It’s
only a matter of time before Georgian-born Géla Babluani
gets his international due as an emerging director. He already
gave us the harrowing 13 Tzameti (2005), which won
the World Cinema Dramatic Prize at the Sundance Film Festival
and the Luigi De Laurentiis Award at the Venice Film Festival.
And now, he continues that excellent work with the more complicated
The Legacy (L’Héritage), which suspensefully
deals with long standing family feuds in the context of feuding
cultures (French versus Georgian).
We
follow Nikolai (Pascal Bongard), a Georgian translator, who
is hired by three French tourists to visit a castle one of
them has inherited. On an old rickety bus that takes them
through postcard spectacular landscape, they are introduced
to some of the local characters who seem to harbour vaguely
sinister, malevolent thoughts. When an older man, accompanied
by his his grandson (played by George Babluani,) boards the
bus with a coffin, the tourists are of course curious, and
learn that the coffin is intended for the grandfather, who
has agreed to be killed in order to put an end to a longstanding
family feud. Thoroughly fascinated by the bizarre circumstance,
they decide to tag along in order to video tape the event,
but are cautioned not to interfere -- or else. What compels
them to tape the event is never explicitly addressed.
To
our unsurprise, things go wrong, and then very wrong. Babluani
skillfully interweaves the story line and the developing,
detail accumulating suspense, but with a distinctly European
sensibility.
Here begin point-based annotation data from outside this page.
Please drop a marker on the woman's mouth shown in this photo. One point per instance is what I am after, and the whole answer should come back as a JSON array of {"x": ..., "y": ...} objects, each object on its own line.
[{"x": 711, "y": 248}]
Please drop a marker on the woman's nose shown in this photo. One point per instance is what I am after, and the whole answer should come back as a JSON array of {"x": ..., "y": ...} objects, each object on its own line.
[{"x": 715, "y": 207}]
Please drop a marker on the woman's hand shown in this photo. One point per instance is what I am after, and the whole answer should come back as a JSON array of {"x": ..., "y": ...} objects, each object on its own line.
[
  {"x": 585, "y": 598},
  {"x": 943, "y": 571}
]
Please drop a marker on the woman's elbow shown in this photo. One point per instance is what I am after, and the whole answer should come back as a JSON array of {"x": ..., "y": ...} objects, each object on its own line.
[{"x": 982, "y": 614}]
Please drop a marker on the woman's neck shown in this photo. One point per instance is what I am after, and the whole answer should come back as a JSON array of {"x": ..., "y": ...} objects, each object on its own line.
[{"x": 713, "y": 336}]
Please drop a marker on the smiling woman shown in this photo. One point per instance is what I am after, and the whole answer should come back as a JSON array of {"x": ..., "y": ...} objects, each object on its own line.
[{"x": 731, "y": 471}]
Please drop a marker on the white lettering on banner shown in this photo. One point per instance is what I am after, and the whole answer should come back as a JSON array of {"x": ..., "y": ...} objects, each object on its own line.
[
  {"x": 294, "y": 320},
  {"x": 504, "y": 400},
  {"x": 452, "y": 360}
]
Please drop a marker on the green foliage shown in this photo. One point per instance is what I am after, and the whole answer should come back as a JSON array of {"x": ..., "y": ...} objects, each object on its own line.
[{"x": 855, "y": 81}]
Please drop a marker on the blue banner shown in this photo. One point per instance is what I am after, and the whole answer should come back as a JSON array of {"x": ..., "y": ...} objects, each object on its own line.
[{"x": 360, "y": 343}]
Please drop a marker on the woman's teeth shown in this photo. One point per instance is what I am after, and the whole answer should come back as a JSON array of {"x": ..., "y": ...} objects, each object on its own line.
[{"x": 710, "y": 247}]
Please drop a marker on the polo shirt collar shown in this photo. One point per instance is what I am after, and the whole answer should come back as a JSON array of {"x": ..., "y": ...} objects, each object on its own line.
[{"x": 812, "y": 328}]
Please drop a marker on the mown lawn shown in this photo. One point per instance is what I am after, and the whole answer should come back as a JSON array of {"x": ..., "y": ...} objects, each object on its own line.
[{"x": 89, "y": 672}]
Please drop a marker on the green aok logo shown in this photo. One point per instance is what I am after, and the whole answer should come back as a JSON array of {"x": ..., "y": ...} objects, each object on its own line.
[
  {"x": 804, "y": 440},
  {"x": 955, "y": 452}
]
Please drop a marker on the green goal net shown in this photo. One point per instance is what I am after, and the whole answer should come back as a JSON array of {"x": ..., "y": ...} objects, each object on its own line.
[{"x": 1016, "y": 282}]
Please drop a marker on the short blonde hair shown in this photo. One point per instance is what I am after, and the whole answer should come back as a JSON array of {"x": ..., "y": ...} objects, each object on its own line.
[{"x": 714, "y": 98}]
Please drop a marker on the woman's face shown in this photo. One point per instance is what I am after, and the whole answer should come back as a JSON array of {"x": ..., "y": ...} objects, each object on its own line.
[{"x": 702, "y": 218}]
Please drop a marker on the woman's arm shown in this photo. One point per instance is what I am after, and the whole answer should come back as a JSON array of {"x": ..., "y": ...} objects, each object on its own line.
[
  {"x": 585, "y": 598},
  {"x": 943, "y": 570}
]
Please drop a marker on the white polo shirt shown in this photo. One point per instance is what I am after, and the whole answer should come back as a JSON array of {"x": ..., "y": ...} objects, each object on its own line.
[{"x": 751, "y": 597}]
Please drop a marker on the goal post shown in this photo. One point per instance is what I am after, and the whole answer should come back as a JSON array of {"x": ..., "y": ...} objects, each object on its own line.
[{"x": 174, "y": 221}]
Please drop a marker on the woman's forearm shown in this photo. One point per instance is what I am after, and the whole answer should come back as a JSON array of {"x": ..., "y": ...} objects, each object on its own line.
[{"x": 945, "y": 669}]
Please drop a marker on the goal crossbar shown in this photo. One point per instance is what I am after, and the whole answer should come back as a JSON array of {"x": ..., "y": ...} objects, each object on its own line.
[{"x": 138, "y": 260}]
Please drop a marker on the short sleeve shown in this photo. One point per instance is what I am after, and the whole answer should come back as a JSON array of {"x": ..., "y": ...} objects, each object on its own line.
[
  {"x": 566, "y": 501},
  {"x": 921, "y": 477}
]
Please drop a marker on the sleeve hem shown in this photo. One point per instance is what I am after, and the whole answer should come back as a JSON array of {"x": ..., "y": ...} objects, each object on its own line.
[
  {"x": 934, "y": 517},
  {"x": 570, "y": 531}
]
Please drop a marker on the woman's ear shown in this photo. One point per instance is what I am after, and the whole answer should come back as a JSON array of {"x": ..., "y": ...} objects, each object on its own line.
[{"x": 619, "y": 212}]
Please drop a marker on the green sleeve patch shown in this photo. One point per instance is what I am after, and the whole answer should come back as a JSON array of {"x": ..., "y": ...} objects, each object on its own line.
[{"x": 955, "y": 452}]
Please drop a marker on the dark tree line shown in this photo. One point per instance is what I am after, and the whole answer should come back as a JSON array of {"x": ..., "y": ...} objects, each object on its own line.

Viewers that have been raised on Hollywood suspense
might initially find this film slow going, only to discover
that its pacing is of the highest artistic order, one that
deserves an approving nod from the master of suspense himself
-- Alfred Hitchcock.
Géla
Babluani’s agenda is complex, which
is why this film is perhaps ultimately more satisfying than
13 Tzameti. As with Franz Kafka, whose protagonist
Joseph K. never finds The Castle, the sidetracked
tourists never reach their destination. Instead, they are
made to confront the backwardness of family feuds that prejudice
families against each other over disputes that may have taken
place centuries ago.
But however indictable is family feuding, the counsel offered
by the tourists, who in their conceit take it upon themselves
to interfere in traditions about which they know next to nothing,
only serves to worsen an already desperate situation. Since
they consider themselves more savvy and sophisticated than
their primitive Georgian hosts, they assume they have all
the right answers for everything. They rudely discover au
contraire. Meanwhile, the broader implications of this
isolated incident continue to fall on the deaf ears of the
inveterately meddling West.
The
Legacy, which was featured at the
2007 Cinémania Film Festival (Montreal),
benefits from a laconic but vivid script (penned by Babluani
and his father), and from character development that speaks
to the authenticity of personages that we might easily mistake
for real life characters. The unsullied, pristine landscape
plays an important role, throwing into relief the mostly fatally
flawed mentality of villagers for whom the beauty of their
surroundings is nothing more than an afterthought.
I
gave this haunting, wholly engrossing film 3.4 out of 4.